Reporte de la Reunión del GLF 2011
El primer día del encuentro del Foro de Liderazgo Global 2011 de JUCUM comenzó con el poder del sonido de sierras y martillos. Los líderes regionales y coordinadores internacionales cargaban hojas de madera y rodillos en latas de pintura. Los 47 asistentes, que vinieron de países tan lejos como Zambia, Corea del Sur e India, dedicaron el primer día a la construcción de tres casas para los pobres en Tijuana, México.
La noche antes, en la cena de apertura, Sean Lambert, líder de YWAM Homes de Hope Ministry, explicó cómo mensualmente 3,800 personas vienen a esta ciudad fronteriza en busca de trabajo. Muchos de ellos luchan para sobrevivir al frío y lluvioso invierno en chozas hechas con paletas de madera y pedazos de estaño. En 21 años, el programa de YWAM´s Homes of Hope ha construido 3,500 casas para personas como éstas.
En uno de los sitios de construcción, Alma, tímidamente contuvo a su bebé de un año mientras miraba con emoción a los JUCUMeros vestidos con camisetas amarillas que se apresuraban para construir su nueva casa. “Estoy esperando tener un lugar seguro para mis hijos” dijo ella. “Este será mi futuro”.
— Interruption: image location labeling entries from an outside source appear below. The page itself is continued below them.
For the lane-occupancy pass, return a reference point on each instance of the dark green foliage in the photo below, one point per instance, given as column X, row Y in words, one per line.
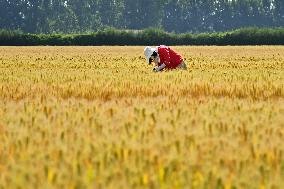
column 195, row 16
column 245, row 36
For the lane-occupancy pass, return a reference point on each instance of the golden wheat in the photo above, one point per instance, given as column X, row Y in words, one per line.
column 97, row 117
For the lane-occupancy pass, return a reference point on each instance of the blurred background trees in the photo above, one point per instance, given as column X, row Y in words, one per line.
column 180, row 16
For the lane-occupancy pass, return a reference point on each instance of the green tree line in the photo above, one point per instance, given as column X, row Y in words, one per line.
column 180, row 16
column 245, row 36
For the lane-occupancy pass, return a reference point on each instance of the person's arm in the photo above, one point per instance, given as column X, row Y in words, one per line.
column 159, row 68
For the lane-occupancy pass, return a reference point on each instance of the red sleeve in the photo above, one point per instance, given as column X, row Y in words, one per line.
column 164, row 54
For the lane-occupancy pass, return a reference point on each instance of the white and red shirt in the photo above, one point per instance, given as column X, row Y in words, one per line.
column 167, row 56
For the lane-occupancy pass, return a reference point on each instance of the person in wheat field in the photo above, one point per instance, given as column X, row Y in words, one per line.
column 164, row 58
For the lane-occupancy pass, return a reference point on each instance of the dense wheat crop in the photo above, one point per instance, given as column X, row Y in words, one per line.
column 97, row 117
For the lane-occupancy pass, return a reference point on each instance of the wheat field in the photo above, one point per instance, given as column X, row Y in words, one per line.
column 98, row 117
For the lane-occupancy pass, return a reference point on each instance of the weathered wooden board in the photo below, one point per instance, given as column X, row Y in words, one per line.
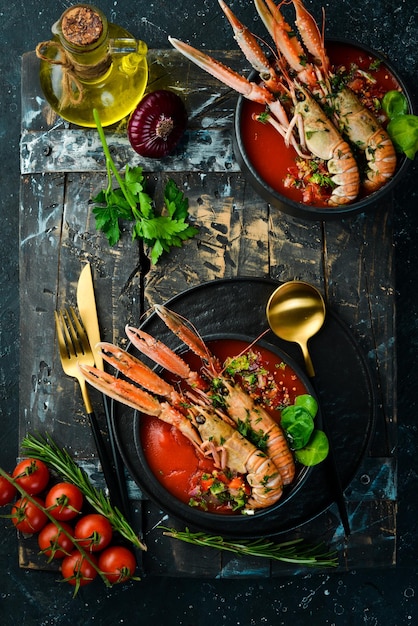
column 239, row 235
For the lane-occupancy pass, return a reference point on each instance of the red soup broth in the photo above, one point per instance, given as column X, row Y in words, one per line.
column 172, row 458
column 264, row 146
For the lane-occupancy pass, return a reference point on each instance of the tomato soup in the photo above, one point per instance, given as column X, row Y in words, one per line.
column 173, row 459
column 265, row 148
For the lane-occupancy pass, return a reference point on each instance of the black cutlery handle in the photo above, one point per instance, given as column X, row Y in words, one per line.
column 106, row 463
column 117, row 464
column 334, row 474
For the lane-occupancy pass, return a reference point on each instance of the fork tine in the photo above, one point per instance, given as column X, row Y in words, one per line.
column 71, row 333
column 82, row 338
column 62, row 343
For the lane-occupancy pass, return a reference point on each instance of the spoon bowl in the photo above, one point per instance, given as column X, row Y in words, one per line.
column 296, row 312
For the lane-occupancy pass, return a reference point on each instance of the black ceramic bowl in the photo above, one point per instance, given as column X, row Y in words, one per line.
column 266, row 182
column 237, row 524
column 347, row 396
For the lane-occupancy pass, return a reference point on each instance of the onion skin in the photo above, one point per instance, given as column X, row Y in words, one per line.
column 157, row 124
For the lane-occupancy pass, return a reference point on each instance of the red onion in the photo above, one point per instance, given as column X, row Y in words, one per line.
column 157, row 124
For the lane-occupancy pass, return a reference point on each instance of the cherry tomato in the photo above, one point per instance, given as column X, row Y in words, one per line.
column 64, row 501
column 32, row 475
column 27, row 517
column 77, row 570
column 93, row 532
column 117, row 563
column 7, row 491
column 54, row 543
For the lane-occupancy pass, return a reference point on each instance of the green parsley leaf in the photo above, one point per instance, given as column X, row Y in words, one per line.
column 160, row 231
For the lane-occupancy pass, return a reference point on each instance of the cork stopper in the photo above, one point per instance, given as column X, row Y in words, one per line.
column 81, row 26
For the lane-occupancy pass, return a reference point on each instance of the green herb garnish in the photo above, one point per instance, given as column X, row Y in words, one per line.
column 293, row 551
column 403, row 127
column 159, row 231
column 60, row 461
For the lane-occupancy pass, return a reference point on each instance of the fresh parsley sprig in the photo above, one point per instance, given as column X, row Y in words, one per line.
column 294, row 551
column 130, row 202
column 44, row 449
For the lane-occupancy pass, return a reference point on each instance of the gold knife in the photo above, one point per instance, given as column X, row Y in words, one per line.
column 86, row 304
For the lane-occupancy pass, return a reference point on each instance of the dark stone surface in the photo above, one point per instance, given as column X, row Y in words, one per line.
column 364, row 596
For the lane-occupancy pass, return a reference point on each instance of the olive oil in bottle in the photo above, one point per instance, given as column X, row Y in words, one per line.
column 92, row 64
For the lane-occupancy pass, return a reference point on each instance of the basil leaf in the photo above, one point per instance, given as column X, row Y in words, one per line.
column 403, row 130
column 298, row 424
column 394, row 104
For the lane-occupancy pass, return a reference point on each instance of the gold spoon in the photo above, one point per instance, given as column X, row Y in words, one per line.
column 296, row 312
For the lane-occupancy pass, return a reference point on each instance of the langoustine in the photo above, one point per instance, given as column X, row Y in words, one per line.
column 303, row 72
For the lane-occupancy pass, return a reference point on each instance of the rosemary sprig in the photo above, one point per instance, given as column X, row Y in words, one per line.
column 293, row 551
column 84, row 553
column 44, row 449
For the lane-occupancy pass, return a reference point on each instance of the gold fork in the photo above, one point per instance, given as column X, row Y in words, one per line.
column 74, row 348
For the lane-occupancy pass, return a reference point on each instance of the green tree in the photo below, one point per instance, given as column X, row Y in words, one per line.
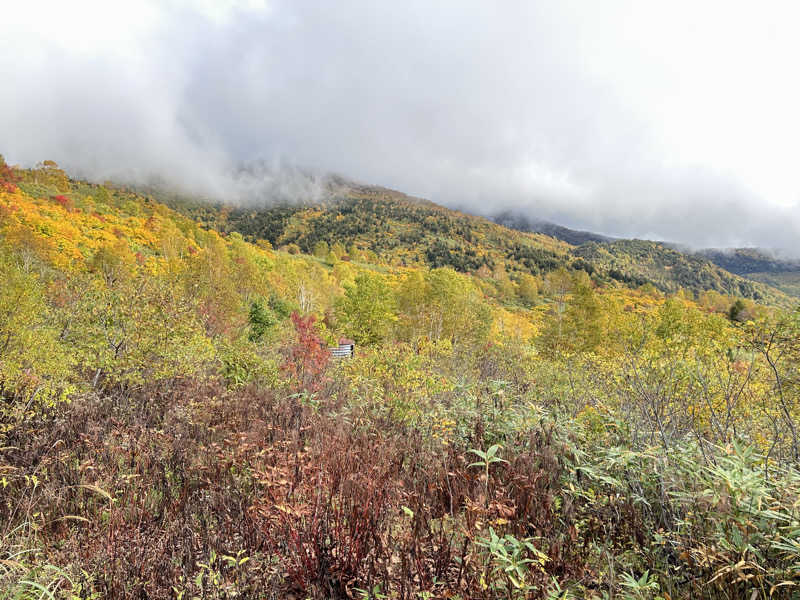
column 321, row 249
column 367, row 309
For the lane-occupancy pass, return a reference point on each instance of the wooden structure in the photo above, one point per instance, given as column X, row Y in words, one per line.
column 345, row 349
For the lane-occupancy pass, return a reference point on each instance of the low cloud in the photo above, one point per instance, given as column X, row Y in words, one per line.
column 675, row 122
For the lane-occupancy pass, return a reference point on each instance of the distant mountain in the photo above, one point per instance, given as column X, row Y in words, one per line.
column 759, row 265
column 518, row 221
column 404, row 230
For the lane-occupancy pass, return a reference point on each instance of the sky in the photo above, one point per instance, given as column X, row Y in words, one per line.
column 673, row 120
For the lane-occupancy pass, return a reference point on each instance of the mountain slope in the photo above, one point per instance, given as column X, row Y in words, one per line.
column 404, row 230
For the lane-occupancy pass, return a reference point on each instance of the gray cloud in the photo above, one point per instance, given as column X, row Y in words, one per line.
column 627, row 119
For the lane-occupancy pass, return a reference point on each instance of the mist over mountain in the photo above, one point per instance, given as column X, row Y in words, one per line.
column 587, row 116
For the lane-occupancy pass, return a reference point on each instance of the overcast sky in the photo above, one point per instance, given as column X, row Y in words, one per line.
column 668, row 120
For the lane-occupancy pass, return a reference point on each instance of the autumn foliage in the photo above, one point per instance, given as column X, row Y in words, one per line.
column 172, row 424
column 308, row 356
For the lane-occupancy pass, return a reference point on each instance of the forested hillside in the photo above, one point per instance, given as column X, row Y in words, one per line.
column 780, row 273
column 407, row 231
column 522, row 418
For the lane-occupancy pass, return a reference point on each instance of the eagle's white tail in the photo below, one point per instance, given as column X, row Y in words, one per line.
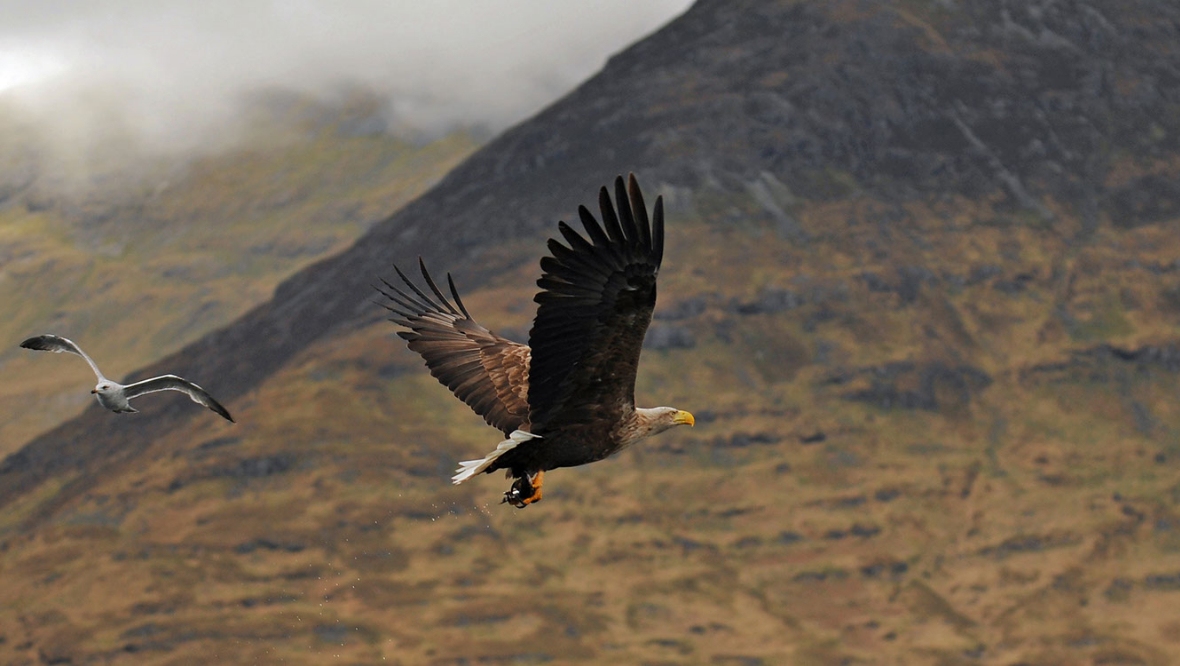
column 469, row 469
¿Por qué los principales líderes de JUCUM pasarían un día entero, de los seis días de su reunión anual, para martillar clavos juntos? Steve Goode, embajador de los ministerios de misericordia de JUCUM, paró por un momento, con martillo en mano, para responder a esta pregunta: “Algunas veces es fácil abrumarte por la pobreza, a menos que hagas una sola cosa. Porque cuando haces una cosa juntos, te garantizo que todos lo que hagan esta sola cosa, van a hacer otra cosa también. Esto es multiplicación”.
Al final del día, mientras el sol se ponía sobre las colinas, Alma se secaba una lágrima de la mejilla al recibir las llaves de su nuevo hogar. La pintura aún estaba húmeda sobre la franja roja alrededor de la puerta de entrada, mientras ella ingresaba. Ella descubrió que había una mesa para cuatro personas, una cocina nueva y una cama con un peluche para Ángel, su hijo de cuatro años.
Para Alma y su familia, Edwin Filles, de Sudáfrica, dijo: “Creo que la bendición para mí fue trabajar juntos. Lo que realmente me tocó fue como te involucraste y creo que lo más especial fue compartir una comida contigo. ¡Muchas gracias!”
Mientras que el autobús de JUCUM llevaba a los cansados líderes arriba de la colina, pasaron por el lado de dos casas más que en la mañana solo eran bloques de cemento.